Mashmokh and Water Tanks

Mashmokh is playing a new game. In the beginning he has k liters of water and p coins. Additionally he has a rooted tree (an undirected connected acyclic graph) that consists of m vertices. Each vertex of the tree contains a water tank that is empty in the beginning.

The game begins with the fact that Mashmokh chooses some (no more than k) of these tanks (except the root) and pours into each of them exactly 1 liter of water. Then the following process is performed until there is no water remained in tanks.

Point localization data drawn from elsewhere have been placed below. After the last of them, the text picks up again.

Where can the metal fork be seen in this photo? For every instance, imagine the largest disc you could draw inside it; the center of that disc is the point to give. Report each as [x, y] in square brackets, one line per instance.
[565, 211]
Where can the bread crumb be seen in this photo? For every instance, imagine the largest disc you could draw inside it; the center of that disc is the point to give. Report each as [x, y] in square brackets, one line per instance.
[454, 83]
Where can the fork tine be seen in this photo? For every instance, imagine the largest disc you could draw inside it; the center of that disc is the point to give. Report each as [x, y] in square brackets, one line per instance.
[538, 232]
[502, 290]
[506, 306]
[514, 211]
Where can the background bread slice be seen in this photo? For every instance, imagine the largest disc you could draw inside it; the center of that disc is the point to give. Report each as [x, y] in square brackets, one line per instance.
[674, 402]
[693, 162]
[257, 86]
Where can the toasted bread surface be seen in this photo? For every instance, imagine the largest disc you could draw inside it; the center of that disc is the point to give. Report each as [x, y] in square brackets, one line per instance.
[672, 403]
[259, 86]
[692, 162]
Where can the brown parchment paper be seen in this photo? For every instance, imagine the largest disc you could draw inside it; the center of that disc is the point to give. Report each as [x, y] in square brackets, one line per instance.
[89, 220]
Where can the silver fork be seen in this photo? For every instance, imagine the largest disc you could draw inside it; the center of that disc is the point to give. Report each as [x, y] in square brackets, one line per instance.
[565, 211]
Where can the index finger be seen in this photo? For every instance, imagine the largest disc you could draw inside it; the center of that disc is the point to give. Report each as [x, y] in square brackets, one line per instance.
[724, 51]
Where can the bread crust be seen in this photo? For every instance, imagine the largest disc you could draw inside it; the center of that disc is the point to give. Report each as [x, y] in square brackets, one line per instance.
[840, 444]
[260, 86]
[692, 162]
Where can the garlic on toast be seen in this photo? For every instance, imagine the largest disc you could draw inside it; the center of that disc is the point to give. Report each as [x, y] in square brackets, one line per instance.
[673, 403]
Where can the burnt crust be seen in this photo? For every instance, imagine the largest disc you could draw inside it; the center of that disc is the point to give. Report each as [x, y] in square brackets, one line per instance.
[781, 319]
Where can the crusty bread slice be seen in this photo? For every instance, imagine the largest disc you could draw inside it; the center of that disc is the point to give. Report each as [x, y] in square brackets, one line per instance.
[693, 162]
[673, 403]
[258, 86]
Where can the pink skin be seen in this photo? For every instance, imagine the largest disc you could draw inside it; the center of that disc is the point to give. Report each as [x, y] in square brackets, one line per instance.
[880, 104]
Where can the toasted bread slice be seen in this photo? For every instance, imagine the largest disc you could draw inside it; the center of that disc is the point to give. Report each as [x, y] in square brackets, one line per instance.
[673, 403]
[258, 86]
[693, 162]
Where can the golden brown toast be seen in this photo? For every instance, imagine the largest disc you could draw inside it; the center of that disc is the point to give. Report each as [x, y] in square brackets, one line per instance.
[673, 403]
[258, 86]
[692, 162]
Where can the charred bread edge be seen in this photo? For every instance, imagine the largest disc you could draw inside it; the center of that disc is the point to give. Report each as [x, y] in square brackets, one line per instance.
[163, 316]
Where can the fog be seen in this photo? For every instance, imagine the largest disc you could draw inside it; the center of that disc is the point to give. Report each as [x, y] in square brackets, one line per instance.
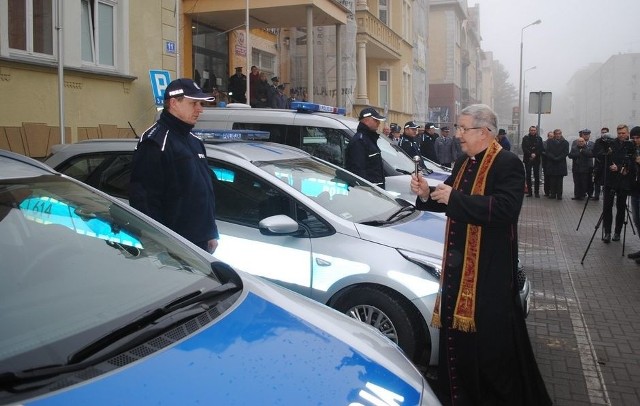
[572, 35]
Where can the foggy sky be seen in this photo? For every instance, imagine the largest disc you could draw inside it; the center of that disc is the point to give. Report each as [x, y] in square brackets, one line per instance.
[573, 34]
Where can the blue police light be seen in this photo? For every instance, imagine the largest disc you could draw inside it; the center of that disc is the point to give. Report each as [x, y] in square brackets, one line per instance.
[306, 107]
[247, 135]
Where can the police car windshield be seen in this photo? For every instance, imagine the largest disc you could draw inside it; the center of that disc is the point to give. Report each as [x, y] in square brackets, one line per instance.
[333, 188]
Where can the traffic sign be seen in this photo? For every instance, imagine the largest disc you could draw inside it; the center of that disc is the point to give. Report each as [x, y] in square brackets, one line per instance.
[160, 79]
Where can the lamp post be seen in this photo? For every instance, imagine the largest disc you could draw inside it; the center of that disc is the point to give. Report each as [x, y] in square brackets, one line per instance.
[524, 88]
[520, 81]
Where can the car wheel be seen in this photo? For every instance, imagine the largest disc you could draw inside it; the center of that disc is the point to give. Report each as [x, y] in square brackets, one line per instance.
[388, 312]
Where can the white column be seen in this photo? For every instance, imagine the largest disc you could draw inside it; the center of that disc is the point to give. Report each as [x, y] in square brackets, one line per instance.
[339, 78]
[361, 70]
[310, 37]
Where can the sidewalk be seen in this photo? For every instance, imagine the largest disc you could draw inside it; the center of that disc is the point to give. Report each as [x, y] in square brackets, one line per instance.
[584, 322]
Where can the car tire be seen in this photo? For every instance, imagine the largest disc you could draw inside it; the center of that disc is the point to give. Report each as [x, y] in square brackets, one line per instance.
[394, 316]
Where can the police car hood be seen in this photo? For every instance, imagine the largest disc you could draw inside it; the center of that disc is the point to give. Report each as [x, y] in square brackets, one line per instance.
[420, 232]
[268, 348]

• The process consists of several steps.
• At the beginning of each step Mashmokh opens doors of all tanks. Then Mashmokh closes doors of some tanks (he is not allowed to close door of tank in the root) for the duration of this move. Let's denote the number of liters in some tank with closed door as w, Mashmokh pays w coins for the closing of that tank during this move.
• Let's denote by x₁, x₂, ..., x_m as the list of vertices of the tree sorted (nondecreasing) by their depth. The vertices from this list should be considered one by one in the order. Firstly vertex x₁ (which is the root itself) is emptied. Then for each vertex x_i (i > 1), if its door is closed then skip the vertex else move all the water from the tank of vertex x_i to the tank of its father (even if the tank of the father is closed).

Suppose l moves were made until the tree became empty. Let's denote the amount of water inside the tank of the root after the i-th move by w_i then Mashmokh will win max(w₁, w₂, ..., w_l) dollars. Mashmokh wanted to know what is the maximum amount of dollars he can win by playing the above game. He asked you to find this value for him.